BACKGROUND: The introduction of antimicrobial surfaces into healthcare environments is believed to impact positively on the rate of healthcare-associated infections by significantly decreasing pathogen presence on surfaces. AIM: To report on a novel efficacy test that uses a dry bacterial inoculum to measure the microbicidal efficacy of antimicrobial surfaces. METHODS: An aerosolized dry inoculum of Staphylococcus aureus or Acinetobacter baumannii was deposited on copper alloy surfaces or a hospital-grade stainless-steel surface. Surviving bacteria were enumerated following incubation of the inoculated surfaces at an environmentally relevant temperature and relative humidity. Damage caused to bacteria by the aerosolization process and by the different surfaces was investigated. FINDINGS: Dry inoculum testing showed a <2-log10 reduction in S. aureus or A. baumannii on the copper alloy surfaces tested after 24 h at 20°C and 40% relative humidity. Potential mechanisms of action included membrane damage, DNA damage and arrested cellular respiration. The aerosolization process caused some damage to bacterial cells. Once this effect was taken into account, the antimicrobial activity of copper surfaces was evident. CONCLUSIONS: Our test provided a realistic deposition of a bacterial inoculum to a surface and, as such, a realistic protocol to assess the efficacy of dry antimicrobial environmental surfaces in vitro.

Evaluation of new in vitro efficacy test for antimicrobial surface activity reflecting UK hospital conditions.

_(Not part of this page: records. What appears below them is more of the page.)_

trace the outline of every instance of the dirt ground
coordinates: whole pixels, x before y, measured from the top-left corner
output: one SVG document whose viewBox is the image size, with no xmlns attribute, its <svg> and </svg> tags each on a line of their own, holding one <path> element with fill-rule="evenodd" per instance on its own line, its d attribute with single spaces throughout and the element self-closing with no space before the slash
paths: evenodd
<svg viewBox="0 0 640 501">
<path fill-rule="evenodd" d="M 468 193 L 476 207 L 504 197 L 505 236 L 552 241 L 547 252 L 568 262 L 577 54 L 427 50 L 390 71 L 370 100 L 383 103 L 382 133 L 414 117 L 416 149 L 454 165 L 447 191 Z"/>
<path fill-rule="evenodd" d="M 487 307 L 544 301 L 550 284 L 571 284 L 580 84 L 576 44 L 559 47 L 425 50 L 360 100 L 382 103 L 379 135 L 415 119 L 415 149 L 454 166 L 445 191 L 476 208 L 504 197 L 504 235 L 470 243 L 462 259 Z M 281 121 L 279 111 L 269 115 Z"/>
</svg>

BACKGROUND: Antimicrobial surfaces aim to reduce microbial bioburden and improve hygiene. The current antimicrobial surface efficacy test (ISO22196) is an initial screening test but its conditions, high temperature (37°C) and relative humidity (RH) (100%) bear little relationship to in-use conditions. AIM: To develop an antimicrobial surface efficacy test providing a realistic second-tier test, simulating in-use conditions. METHODS: Surface relative humidity, temperature and soiling were measured over one year at a UK hospital, enabling realistic parameters to be set for our surface efficacy test. A nebulizer, connected to a cascade impactor, aerosolized and uniformly deposited a Staphylococcus aureus suspension over test copper alloys and control stainless steel surfaces. Bacteria were enumerated following nebulization, and after a range of contact times, under [20°C, 50% RH] and [20°C, 40% RH] parameters reflecting in-use conditions; [37°C, 100% RH] was employed to reflect conditions used in ISO22196. FINDINGS: All copper alloys produced a >4 log10 reduction after 24h under all conditions tested. Copper alloys were more effective at [37°C, 100% RH] showing a >4 log10 reduction after 30 min than at in-use conditions [20°C, 50% RH and 20°C, 40% RH], for which 60 min was required to achieve the same level of kill, for most but not all alloys. CONCLUSION: The use of the nebulizer to deposit bacterial inocula on surfaces showed little variability in results. Our method was more discriminatory than the ISO22196 enabling distinction between the bactericidal surface activity, which allows for a more rigorous selection of antimicrobial surfaces for potential use in healthcare settings.